The pound to dollar exchange rate (GBP/USD) oscillates around its 100-day moving average near 1.3480 at the start of a new week that will be characterised by a steady flow of U.S. data:
ISM manufacturing (Mon), JOLTS (Tue), ADP, factory orders and ISM services followed by the Beige Book on (Wed), then Challenger job cuts (Thu).
Friday's non-farm payrolls is the highlight, with the market looking for 93k jobs to have been created in May.
The unemployment rate is expected unchanged at 4.3%, but the risks look lower if the payrolls gains show up on the household side.
The market will be looking for the data to offer fresh signals as to whether or not the Federal Reserve has scope to lower interest rates this year.
The dollar has firmed over recent weeks as solid data and rising inflation rates indicate there's limited opportunity to lower interest rates.
As rate cut bets fade, U.S. bond yields firm, which is, on balance, supportive of the dollar.
The broader structure remains constructive but not outright bullish. Since the April low at 1.3160, GBP/USD has formed a pattern of higher lows, and the recovery from the late-May dip indicates demand remains present beneath the market.

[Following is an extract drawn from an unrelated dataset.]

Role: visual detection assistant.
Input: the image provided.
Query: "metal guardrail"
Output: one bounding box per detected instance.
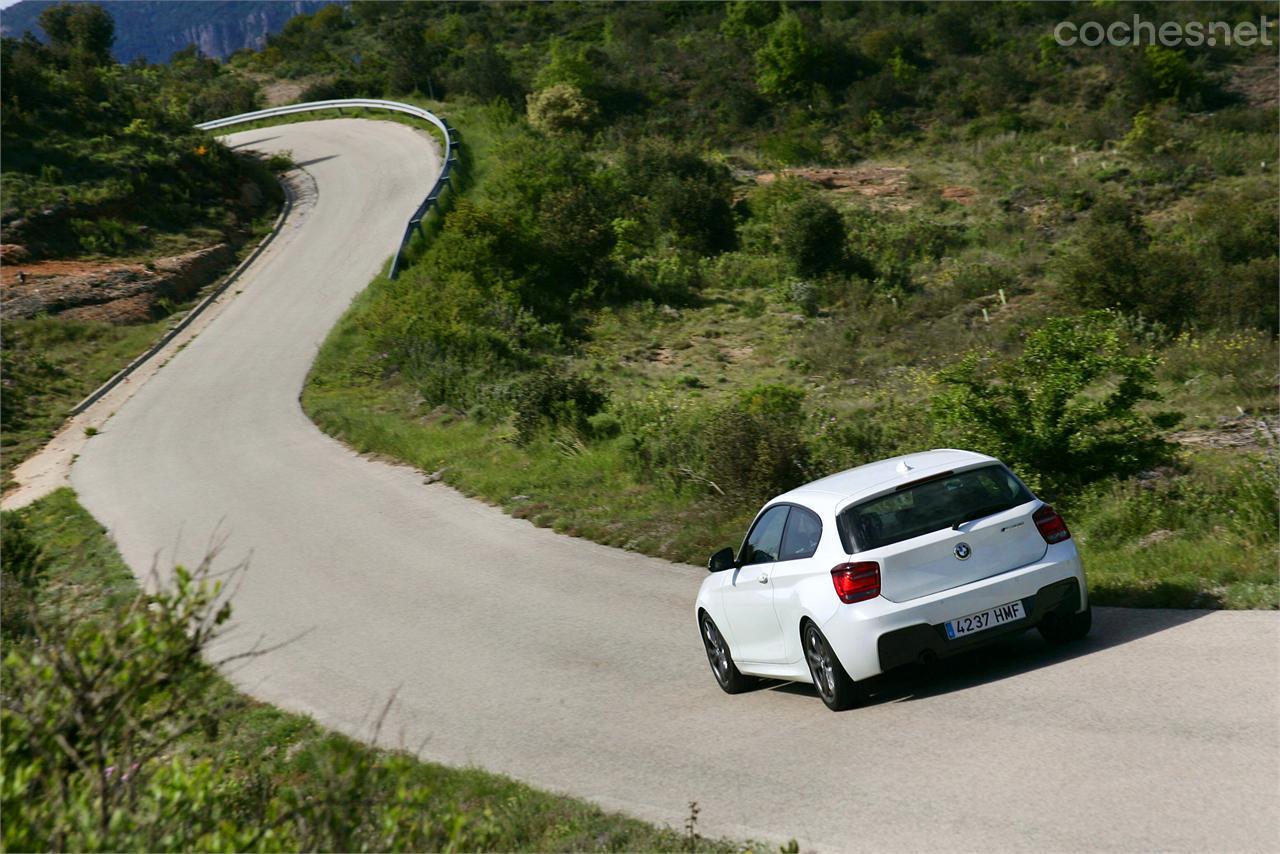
[196,97,457,279]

However, every attempt to establish a foothold above 1.3600 has failed, leaving that level as the defining barrier separating consolidation from a renewed sterling uptrend.
The 100-day moving average is also noteworthy because it has flattened significantly over recent months. A flat long-term moving average typically reflects a range-bound market rather than a directional trend, which is exactly what the chart has exhibited since late 2025.
Until either 1.3600 or 1.3160 gives way, the market is likely to continue trading within broad boundaries.
For the coming week, the balance of probabilities points toward continued consolidation with a slight downside bias.
U.S. data aside, risk sentiment will be an important background driver, with eyes on progress in Middle East peace negotiations, given the dollar tends to benefit from setbacks to the process.
Sporadic flare-ups continue in the region, but the market is confident in the direction of travel; overnight U.S. President Donald Trump said talks with Iran over an interim peace deal will "work out well."
For pound sterling, there's no tier-one data to look forward to, although Andrew Bailey, Governor of the Bank of England, is in the frame, with three appearances planned.
He should give an updated view on what the Bank is thinking regarding inflation and the future of interest rates. Here, the message should be that the Bank expects inflation to rise in the coming months, but that it's been encouraged by May's undershoot in the inflation data.
With rate cuts off the table, the UK's yield advantage will persist, and that's supportive of GBP/EUR.
Bailey's scheduled appearances:
Tuesday 2 June (3:00 pm): Oral evidence to the Lords Economic Affairs Committee in Parliament.
Thursday 4 June (4:40 pm): Headline speech at the Investment Association Annual Conference 2026.
Friday 5 June (7:00 pm): "In conversation" with economists Ed Balls and Stephanie Flanders at the 250th Anniversary of Adam Smith's Wealth of Nations event in Kirkcaldy, Scotland.